Post # 1
Ok this one really irks me. I showed my FI the bridesmaid dress we were going to be getting for the girls before we ordered them. Now that we got them and he sees them on my girls he says he doesnt like them at all! Seriously?! He has had hardly any say in our wedding so far. Not for lack of asking, just for lack of him not caring. And i even asked if he liked them and he said he did. So idk what changed but now he’s like oh can we change them? Everyone loves them but him. I love these dresses and have no intention of changing them. Any idea how i can get him on board?
Heres my dresses btw in this color
Post # 3
Why doesn’t he like them?
Post # 4
@zonabee: i have no idea. says they dont look good on anyone which they look fine. doesnt like the lace which he knew that was there before we even got them. so yeh i have no idea what the problem is.
Post # 5
Maybe he’s worried about something else and is transferring it to this? My FI does that sometimes.
What specifically doesn’t he like about them? Did you remind him that he liked them before?
I would just say “Well…you liked them before, and I ordered them. Now it’s too late to order something else.” Maybe even offer to change them if he’s willing to pay for them. That will reveal how much he really cares. 😉
If he’s already wishy-washy, maybe he’ll wishy right back to liking them in time, too.
My FI has cared very little, and if he did this 1) I would assume he was just speaking offhandedly and didn’t really care that much and I would just ignore him, or 2) I would just say “too bad” and just ignore him. They’re ordered, it’s done.
Post # 6
@jbbs1222: Hmmm… I was about to say to tell him it’s too late, but then I checked your date, and there IS time to send them back and pick something else. So, you can’t really tell him it’s too late, he’ll just tell you 10 months is plenty of time.
What are he and his groomsmen wearing? And did he care about that?
Post # 7
You know him best, but is this really something he’s going to dwell on, to the point of disliking your wedding photos for the rest of your lives? Or is he just like, “those are ugly, not what I had in mind, but oh well!” If it’s the latter, I think he’ll soon forget about it and it’s best not to worry – I don’t think it’s essential that he LOVE the bridesmaid dresses. So many other aspects of the wedding are far more important.
Post # 8
@2BeeMrsE: +1! Nicely put!
Post # 9
Eh….I think this is one aspect of the wedding the groom shouldn’t get much say in. He’s not wearing the dress, and the girls aren’t going to be standing by him. I think it’s much more important for your girls to feel comfortable and beautiful.
Post # 10
I don’t even know why this is something he has a say in something like this. It’s YOUR girls and he already said yes before they were ordered. Why does he even care? He doesn’t need to dance with the girls or be with them all night (I can understand him caring what dress YOU’RE wearing). I would just tell him they’re already ordered, too bad so sad. Don’t like it? Don’t wear it!

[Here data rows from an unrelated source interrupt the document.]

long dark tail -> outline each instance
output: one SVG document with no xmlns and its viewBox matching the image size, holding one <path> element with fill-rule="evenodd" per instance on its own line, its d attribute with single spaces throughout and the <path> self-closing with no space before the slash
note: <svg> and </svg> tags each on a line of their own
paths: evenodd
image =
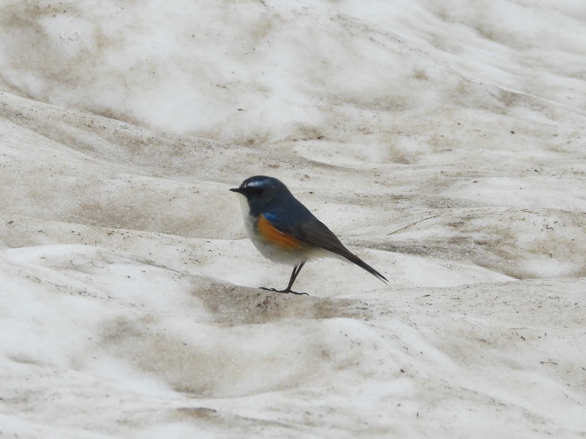
<svg viewBox="0 0 586 439">
<path fill-rule="evenodd" d="M 347 253 L 344 252 L 344 253 L 340 253 L 338 254 L 340 254 L 342 256 L 344 256 L 344 258 L 347 259 L 350 262 L 355 263 L 360 268 L 363 268 L 364 270 L 367 271 L 371 275 L 376 276 L 385 283 L 387 283 L 389 282 L 387 280 L 386 277 L 381 275 L 380 273 L 379 273 L 379 272 L 377 272 L 374 268 L 373 268 L 367 263 L 364 262 L 363 260 L 362 260 L 362 259 L 357 256 L 353 253 L 350 253 L 350 252 L 348 252 Z"/>
</svg>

Also – that dress is gorgeous.
Post # 11
Oh straight men & fashion… That sounds like something my husband would do. We chose our first dance song – For once in my life. He like the Michael Buble version. I asked a good friend to sing it and they already worked it out with the band and everything. Then he heard the Stevie Wonder version & said it gives him anxiety and he hates it & we can’t do that song. Too late!!! We ended up working out a fun arrangement, did the song and he loved it! I’m sure your fiance will get over the dress thing too.
Post # 12
@Westwood: I agree – you should consult him to make sure he doesn’t hate them, but you did that!
And I’m always advocating not telling the groom what he and his party will be wearing, but for him to pick his own clothes (you know… like a man). Same goes the other way!
Post # 13
What matters most is that the people wearing them like them IMO. Obviously your and his opinions matter too since you’ll be looking at the pictures (and I don’t think your opinion matters more than his) but if the maids like them, keep them unless he literally HATES AND DESPISES them. They’re the ones who have to pay and wear them.
Post # 14
@jbbs1222: I think the dresses are gorgeous!!! And so wish I had found them for my ladies!
Not sure how to get your FI on board. But if you tell him what it will cost to get different BMs dresses, that might sway him.
Post # 15
@jbbs1222: If they weren’t gorgeous I might have a different opinion on them but those dresses are seriously beautiful, I want to pick one up for, I dunno, the black tie event I might go to some day. It could happen…
The only thing I can think of is if one of your BMs is his sister or something and expressed to him that she felt horrible in the dress he might try to change it without outing her for it. Otherwise I don’t see anything hateable about those dresses. And there are some seriously hateable bridesmaid dresses out there.
Post # 16
That dresses are fantastic and classy. My husband fancies himself to be keen on fashion. Respect his opinion and graciously ignore it. I had to. He had an opportunity. Focus should be on you not on the other girls standing next to you. You did great. Don’t hesitate.